Les mis en cause ont écopé d’une peine de neuf mois de prison avec sursis et 50.000 dinars d’amende. Mardi dernier, le parquet avait réclamé une peine de prison de 3 ans ferme, en plus d’une amende de 100 000 dinars pour chacun des 15 personnes arrêtées, dont sept ont comparu en état de liberté provisoire, qui, faut-il le préciser, ont nié en bloc les accusations portées contre eux. Pour rappel, ce 16 janvier, après la prière du vendredi, des milliers de personnes, à travers plusieurs villes du pays, ont manifestés pour dénoncer les nouvelles caricatures publiées par le journal français Charlie Hebdo. Mais la manifestation organisée à la capitale, Alger, a dégénéré. Plusieurs personnes s’en sont prises à la devanture de l’hôtel cité, et à l’agence d’Air Algérie, située sur les mêmes lieux. Du matériel a même été volé de l’intérieur de l’agence de la compagnie publique de transport aérien.

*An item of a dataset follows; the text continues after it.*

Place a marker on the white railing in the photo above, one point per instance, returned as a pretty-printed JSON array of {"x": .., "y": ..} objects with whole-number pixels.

Il est utile de rappeler que l’hebdomadaire satirique français,Charlie Hebdo a été victime, le 7 janvier, d’une attaque terroriste sans précédant, menée par les deux frères Kouachi. Cette attaque terroriste s’est soldée par la mort de 12 personnes, dont cinq dessinateurs du journal. Une polémique s’en est suivie. La rédaction de Charlie Hebdo a décidé, une semaine plus tard, de faire sortir une édition contenant d’autres caricatures du prophète (QSSSL). Ce qui a été perçu, encore une fois, comme une provocation chez plusieurs citoyens des pays musulmans.